Conhecendo as gomas: Dossiê



As gomas são hidrocolóides vegetais naturais que podem ser classificados como polissacarídeos aniônicos, não iônicos ou como sais de polissacarídeos. São substâncias translúcidas e amorfas, frequentemente, produzidas pelas plantas superiores como proteção depois de uma agressão. Portanto, são produtos patológicos. Muitas plantas que crescem em condições semiáridas produzem exsudatos gomososem grandes quantidades quando seu córtex é agredido; isso serve para vedar o corte e evitar a desidratação.

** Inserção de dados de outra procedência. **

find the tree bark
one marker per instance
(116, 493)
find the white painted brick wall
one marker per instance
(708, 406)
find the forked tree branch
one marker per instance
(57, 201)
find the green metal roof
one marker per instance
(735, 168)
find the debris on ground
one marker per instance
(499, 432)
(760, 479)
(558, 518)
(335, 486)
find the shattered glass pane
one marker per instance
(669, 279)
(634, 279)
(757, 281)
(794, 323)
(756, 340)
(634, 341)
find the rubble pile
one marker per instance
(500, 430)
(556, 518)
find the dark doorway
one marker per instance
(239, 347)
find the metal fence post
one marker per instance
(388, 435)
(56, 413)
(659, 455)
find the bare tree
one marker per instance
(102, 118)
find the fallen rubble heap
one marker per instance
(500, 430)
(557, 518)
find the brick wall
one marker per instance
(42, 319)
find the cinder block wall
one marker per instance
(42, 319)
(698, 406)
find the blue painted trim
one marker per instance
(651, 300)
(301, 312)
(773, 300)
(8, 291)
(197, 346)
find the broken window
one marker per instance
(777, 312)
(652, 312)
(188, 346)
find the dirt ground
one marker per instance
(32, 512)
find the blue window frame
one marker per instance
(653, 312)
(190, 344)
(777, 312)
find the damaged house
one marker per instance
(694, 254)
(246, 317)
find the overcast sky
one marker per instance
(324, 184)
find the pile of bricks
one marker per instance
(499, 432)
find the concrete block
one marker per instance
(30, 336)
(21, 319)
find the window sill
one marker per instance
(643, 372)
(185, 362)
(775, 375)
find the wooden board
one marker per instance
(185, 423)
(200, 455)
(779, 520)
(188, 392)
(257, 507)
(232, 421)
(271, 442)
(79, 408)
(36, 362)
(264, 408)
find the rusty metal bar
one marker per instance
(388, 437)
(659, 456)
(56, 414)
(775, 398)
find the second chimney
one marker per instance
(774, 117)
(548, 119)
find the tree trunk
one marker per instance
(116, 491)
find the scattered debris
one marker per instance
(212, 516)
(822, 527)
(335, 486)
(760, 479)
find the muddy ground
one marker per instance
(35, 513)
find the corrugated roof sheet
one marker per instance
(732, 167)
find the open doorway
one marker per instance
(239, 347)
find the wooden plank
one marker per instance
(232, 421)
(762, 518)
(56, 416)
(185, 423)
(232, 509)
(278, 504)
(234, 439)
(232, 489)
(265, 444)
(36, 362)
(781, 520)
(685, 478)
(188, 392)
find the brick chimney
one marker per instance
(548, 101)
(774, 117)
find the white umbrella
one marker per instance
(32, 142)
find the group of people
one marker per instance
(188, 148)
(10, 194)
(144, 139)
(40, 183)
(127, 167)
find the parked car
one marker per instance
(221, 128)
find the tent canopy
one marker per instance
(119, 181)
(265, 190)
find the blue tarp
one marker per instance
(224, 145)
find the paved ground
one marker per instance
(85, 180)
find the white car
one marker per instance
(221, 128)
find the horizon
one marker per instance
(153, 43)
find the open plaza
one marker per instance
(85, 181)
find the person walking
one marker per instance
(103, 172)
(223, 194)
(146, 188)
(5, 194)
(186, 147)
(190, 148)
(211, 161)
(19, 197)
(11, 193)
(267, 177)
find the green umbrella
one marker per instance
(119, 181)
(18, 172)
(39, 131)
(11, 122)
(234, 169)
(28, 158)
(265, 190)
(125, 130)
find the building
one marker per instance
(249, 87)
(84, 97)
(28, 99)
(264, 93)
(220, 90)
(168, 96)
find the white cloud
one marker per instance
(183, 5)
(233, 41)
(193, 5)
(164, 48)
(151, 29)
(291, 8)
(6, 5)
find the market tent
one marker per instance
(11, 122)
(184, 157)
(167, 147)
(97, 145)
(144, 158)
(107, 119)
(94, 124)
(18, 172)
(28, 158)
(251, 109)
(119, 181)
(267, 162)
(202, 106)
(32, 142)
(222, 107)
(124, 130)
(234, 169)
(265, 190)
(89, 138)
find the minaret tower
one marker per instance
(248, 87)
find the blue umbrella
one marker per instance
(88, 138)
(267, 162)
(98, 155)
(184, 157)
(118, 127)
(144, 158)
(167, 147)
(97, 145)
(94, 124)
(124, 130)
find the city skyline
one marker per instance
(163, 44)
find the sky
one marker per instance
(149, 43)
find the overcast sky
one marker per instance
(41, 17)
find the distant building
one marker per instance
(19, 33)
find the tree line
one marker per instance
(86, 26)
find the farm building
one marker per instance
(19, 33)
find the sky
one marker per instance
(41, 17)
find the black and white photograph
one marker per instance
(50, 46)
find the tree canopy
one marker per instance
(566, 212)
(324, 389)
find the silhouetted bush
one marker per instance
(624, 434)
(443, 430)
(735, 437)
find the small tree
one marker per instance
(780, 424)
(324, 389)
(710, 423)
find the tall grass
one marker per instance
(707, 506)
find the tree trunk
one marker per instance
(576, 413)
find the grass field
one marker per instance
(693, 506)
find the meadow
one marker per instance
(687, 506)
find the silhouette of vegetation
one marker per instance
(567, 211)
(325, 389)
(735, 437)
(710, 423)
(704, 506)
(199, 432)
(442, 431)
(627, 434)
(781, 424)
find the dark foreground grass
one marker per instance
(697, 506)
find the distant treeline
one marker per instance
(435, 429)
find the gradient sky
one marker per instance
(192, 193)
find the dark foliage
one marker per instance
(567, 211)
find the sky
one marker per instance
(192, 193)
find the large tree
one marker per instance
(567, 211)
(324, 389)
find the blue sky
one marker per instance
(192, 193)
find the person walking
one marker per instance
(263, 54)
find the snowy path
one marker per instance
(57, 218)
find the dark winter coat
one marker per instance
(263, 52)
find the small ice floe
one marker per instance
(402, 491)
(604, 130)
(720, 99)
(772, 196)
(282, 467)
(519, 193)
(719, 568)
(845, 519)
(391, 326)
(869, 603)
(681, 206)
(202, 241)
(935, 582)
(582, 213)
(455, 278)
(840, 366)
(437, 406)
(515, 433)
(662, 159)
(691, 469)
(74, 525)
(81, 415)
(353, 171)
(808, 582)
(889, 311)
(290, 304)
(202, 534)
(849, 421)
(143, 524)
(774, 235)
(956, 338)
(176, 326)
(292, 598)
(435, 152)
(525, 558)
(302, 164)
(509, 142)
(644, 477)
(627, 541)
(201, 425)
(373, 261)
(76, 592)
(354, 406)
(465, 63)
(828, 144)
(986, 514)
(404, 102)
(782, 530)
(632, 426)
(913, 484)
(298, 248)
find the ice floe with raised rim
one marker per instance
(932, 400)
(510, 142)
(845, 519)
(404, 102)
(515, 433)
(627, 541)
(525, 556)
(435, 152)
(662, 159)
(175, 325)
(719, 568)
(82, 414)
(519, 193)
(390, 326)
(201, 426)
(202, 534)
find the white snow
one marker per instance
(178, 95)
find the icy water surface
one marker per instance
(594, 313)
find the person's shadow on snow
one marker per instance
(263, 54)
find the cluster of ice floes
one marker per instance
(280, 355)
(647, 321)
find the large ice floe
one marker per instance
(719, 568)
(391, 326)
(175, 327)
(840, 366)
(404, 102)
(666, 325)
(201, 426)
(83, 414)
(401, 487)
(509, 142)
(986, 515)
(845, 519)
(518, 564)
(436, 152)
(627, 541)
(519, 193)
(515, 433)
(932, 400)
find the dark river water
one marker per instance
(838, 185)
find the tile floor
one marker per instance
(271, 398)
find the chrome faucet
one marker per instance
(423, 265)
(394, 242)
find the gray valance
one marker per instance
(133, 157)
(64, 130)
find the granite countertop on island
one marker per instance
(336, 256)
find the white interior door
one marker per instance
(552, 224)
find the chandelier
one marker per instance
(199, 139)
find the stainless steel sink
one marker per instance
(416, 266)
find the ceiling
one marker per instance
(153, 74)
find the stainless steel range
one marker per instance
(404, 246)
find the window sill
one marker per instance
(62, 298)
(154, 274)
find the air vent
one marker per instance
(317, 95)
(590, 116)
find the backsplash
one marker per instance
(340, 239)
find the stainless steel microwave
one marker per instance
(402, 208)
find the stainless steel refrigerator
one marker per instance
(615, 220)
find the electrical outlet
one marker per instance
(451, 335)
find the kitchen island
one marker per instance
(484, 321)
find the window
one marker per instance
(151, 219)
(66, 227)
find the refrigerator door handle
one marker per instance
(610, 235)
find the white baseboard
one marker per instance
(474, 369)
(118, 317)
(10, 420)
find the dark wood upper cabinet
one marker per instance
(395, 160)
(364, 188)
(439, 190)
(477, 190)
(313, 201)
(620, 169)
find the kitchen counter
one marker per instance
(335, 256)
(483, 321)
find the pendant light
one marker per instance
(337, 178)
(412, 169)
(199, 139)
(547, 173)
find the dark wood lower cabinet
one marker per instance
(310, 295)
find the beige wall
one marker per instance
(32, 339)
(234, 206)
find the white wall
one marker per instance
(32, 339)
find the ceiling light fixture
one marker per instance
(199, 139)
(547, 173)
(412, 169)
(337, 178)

Essas substâncias são polímeros de cadeia longa, de alto peso molecular, extraídas de algas marinhas, sementes, exsudados de árvores e de colágeno animal, ou ainda, obtidas por biotecnologia via microorganismos. Algumas são produzidas por síntese microbiana e outras pela modificação de polissacarídeos naturais. As gomas dissolvem-se ou dispersam-se em água e aumentam a viscosidade, são espessantes e podem ou não ser geleificantes. Apresentam também propriedades secundárias, tais como estabilização de emulsões, suspensão de partículas, controle de cristalização, inibição de sinérese, encapsulação e formação de filmes.


As gomas têm uma composição heterogênea. Após hidrólise dos polissacarídeos complexos, os componentes mais frequentemente observados são arabinose, galactose, glucose, manose,xilose e vários ácidos urônicos. Estes últimos podem formar sais com cálcio, magnésio e outros cátions; as substituições com éter metílico e éster sulfato modificam ainda mais as propriedades hidrófilas de alguns polissacarídeos naturais. As propriedades funcionais das gomas são afetadas pelo tamanho e orientação molecular, ligações ônicas e de hidrogênio, tamanho da partícula, temperatura, concentração e outros fatores.

A distribuição espacial dos monômeros formadores e a presença ou não de ramificações são muito importantes. A dissolução das gomas em meio quoso depende de uma dispersão adequada e das condições físicoquímicas do meio, ou seja, pH, presença de íons e temperatura. Esses parâmetros afetam diferentemente cada tipo de goma e podem atingir a textura do produto final. Na indústria alimentícia, a importância da utilização das gomas reside, principalmente, nas suas habilidades de aumentar a viscosidade e formar gel e seus efeitos estabilizantes de dispersões. Essas propriedades podem ser obtidas somente após a dissolução da goma no meio aquoso. Quando solubilizadas, as moléculas são capazes de se reorganizar de duas formas diferentes: ligação com as moléculas de água, denominado de efeito de espessamento, ou pela
construção de redes, envolvendo zonas de ligação, denominado de efeito de geleificação. Não proporcionam calorias e são muito importantes por acrescentarem características de textura e sensação tátil bucal aos substitutos de gordura. A escolha da goma adequada a uma formulação
específica depende de suas propriedades físicas e químicas e do sinergismo com outros hidrocolóides ou componentes do alimento.
As gomas podem ser obtidas de  várias fontes, incluindo extratos de algas marinhas, como os alginatos, agar, carragena; extratos de sementes, jataí ou locusta (LBG), guar; exsudatos vegetais, arábica ou acácia, adraganta, ghatti e karaya; microorganismos(fermentação), xantana, gelana; extrato de tubérculo, konjac; e celuloses quimicamente modificadas e pectinas.